The state has had famous conservatives (Sen. William Jenner, a Joseph McCarthy ally who thought that the heroic Gen. George C. Marshall was a traitor) and at least one famous liberal (Sen. Birch Bayh, whose son, Evan, a senator, is a prominent Clintonista today and was that rarest of breeds, a Democratic tax-cutting governor).

It’s a place so normal and relentlessly middle-of-the-road. Like most places that are in the center of things – Indiana, not wrongly, thinks of itself as a crossroads kind of state – it is always in transition. It is true that the Democrats control the state House and now have a 5-to-4 advantage in U.S. House seats, but that doesn’t mean the Democrats have a prayer for the fall.

And yet Indiana, so often on the periphery of the Democrats’ perspective, did have one great moment in one classic primary, precisely 40 years ago. It was the site of one of the few great confrontations between Sen. Eugene J. McCarthy of Minnesota and Sen. Robert F. Kennedy of New York – they fought fiercely over the Hoosier state – and of an unforgettable few minutes on a horribly unforgettable American evening.

It was the day that Martin Luther King Jr. died, and though it was four decades ago you should remember that it happened in a different century and, really, in a different world. There was no Internet then, long-distance telephone calls were expensive and relatively rare.

So as Kennedy’s plane headed toward Indianapolis for a rally that evening, the senator didn’t know for sure that King had expired. But he and Frank Mankiewicz, his close aide and press secretary, spent much of the flight talking about King, and as they were landing, Kennedy told Mankiewicz to make some notes of their conversation, assemble them into a speech while riding into town on the press bus, and hand the text to him on the rostrum.

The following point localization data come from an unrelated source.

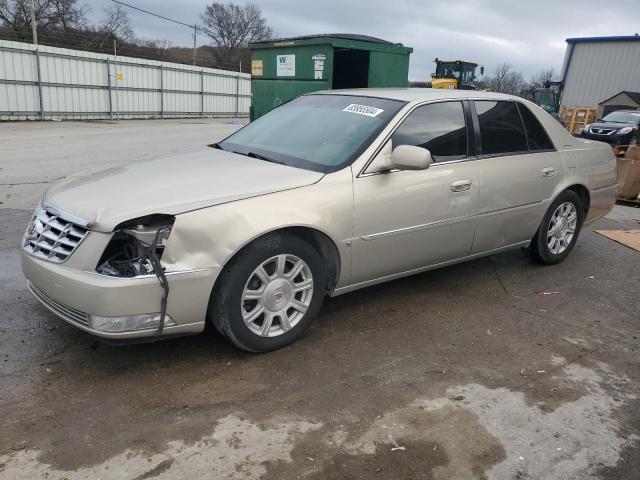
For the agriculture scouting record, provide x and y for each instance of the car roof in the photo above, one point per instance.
(418, 94)
(625, 111)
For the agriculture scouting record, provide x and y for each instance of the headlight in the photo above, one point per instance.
(130, 323)
(129, 252)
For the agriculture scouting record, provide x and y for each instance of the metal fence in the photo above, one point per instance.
(57, 83)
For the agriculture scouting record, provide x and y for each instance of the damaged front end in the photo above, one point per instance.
(134, 251)
(133, 246)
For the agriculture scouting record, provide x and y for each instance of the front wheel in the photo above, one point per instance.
(559, 229)
(269, 293)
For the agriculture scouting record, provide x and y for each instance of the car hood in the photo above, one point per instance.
(171, 185)
(612, 125)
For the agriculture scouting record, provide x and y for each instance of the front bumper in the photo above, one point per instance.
(612, 139)
(75, 295)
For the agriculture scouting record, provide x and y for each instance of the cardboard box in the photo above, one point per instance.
(629, 174)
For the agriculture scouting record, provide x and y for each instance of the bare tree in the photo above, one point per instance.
(115, 25)
(233, 27)
(506, 80)
(65, 15)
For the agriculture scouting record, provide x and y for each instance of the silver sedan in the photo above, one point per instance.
(331, 192)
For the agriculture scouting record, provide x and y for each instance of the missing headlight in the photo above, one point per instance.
(129, 253)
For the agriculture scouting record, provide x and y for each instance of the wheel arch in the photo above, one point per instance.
(583, 193)
(322, 242)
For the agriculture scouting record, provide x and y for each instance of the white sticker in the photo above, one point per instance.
(363, 110)
(286, 66)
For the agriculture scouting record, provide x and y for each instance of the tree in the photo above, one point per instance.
(115, 25)
(506, 80)
(233, 27)
(64, 15)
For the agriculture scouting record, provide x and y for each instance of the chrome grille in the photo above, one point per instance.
(603, 131)
(66, 313)
(51, 237)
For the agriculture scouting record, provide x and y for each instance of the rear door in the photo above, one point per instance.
(519, 170)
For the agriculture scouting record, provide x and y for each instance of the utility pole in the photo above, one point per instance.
(195, 30)
(34, 27)
(115, 71)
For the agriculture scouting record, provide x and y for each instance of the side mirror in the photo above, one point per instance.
(408, 157)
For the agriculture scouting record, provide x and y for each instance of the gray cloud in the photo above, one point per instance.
(529, 35)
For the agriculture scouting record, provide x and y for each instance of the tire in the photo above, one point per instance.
(271, 289)
(550, 248)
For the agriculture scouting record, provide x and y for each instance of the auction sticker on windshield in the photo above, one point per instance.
(363, 110)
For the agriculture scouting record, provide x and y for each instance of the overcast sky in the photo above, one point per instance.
(530, 35)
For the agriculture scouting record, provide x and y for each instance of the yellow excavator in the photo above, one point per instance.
(455, 74)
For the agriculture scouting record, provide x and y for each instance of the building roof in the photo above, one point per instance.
(635, 96)
(622, 38)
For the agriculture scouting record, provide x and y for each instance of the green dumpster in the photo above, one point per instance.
(286, 68)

But in the chaos and heartbreak of that night the motorcade was disrupted, the bus driver got lost, Kennedy mounted the platform and, according to Mankiewicz, “I was holding in my hands one of the great undelivered speeches.” Great, but not as great as the one Kennedy delivered without notes but, as history remembers it, from his heart:

“I have some very sad news for all of our fellow citizens, and people who love peace all over the world, and that is that Martin Luther King was shot and was killed tonight in Memphis, Tenn. Martin Luther King dedicated his life to love and to justice between fellow human beings. He died in the cause of that effort.”

Kennedy went on to say that he had had a member of his family killed, too, killed by a white man. Kennedy, who carried with him a copy of the Modern Library edition of Edith Hamilton’s “The Greek Way,” then quoted Aeschylus:

“Even in our sleep, pain which cannot forget falls drop by drop upon the heart until, in our own despair, against our will, comes wisdom through the awful grace of God.”

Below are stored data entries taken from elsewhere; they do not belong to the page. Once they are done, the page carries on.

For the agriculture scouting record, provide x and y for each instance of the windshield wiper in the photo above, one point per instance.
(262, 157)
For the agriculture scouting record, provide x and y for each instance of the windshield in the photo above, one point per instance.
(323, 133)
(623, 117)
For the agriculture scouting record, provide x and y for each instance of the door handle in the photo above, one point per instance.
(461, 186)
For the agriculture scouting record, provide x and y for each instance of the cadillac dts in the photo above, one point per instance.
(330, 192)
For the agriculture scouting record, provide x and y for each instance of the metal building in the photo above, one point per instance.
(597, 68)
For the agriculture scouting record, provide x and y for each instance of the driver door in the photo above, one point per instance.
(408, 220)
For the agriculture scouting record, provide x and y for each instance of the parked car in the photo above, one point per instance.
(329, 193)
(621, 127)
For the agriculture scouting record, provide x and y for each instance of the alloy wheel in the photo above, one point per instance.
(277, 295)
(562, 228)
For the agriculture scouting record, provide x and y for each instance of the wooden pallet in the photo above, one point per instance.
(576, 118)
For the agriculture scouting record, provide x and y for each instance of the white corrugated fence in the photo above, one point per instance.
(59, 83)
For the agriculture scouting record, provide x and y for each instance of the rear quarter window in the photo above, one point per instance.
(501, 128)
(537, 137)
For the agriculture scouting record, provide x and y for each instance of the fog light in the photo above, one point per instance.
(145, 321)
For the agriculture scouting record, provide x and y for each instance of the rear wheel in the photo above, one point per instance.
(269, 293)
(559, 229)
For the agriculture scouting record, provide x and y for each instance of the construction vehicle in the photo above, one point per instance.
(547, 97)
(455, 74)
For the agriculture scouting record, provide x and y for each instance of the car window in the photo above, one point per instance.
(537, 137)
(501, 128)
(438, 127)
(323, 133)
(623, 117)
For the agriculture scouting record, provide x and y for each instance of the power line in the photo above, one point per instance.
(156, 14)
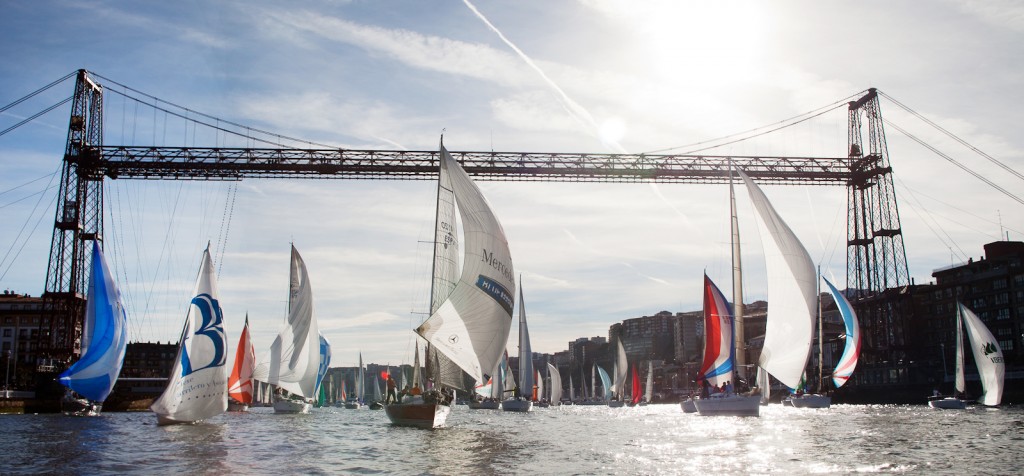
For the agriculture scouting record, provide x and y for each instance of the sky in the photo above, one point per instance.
(585, 76)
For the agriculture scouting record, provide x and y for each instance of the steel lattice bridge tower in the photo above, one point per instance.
(876, 256)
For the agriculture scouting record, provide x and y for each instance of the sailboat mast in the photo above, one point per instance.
(821, 352)
(737, 285)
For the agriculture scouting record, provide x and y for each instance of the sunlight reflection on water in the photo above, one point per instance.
(653, 439)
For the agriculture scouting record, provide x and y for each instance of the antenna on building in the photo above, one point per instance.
(1003, 231)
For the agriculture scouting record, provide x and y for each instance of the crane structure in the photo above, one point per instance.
(876, 258)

Kennedy concluded by urging Americans to dedicate themselves “to what the Greeks wrote so many years ago: to tame the savageness of man and make gentle the life of this world.”

Not long ago I asked Sen. Edward M. Kennedy about that moment in Indiana. He doesn’t often speak about his brothers, and when he does, the hurt of their absence seems almost palpable in his words.

“In an incredible atmosphere, where the intensity … was beyond our comprehension, there was raw emotion – and you saw one person making a difference,” Sen. Kennedy said. “There are so few times one person speaks and others listen, and this came from deep, deep, deep down in Bobby. I never saw him speak that way again.”

Robert F. Kennedy died two months later. Since then, the Indiana primary has not made much of a difference. It will this time. Perhaps in the course of campaigning both of the Democratic candidates will pause and reflect on that time so long ago, remembering that the work of taming the savageness of man and making gentle the life of this world is not yet complete, and in fact has hardly even begun.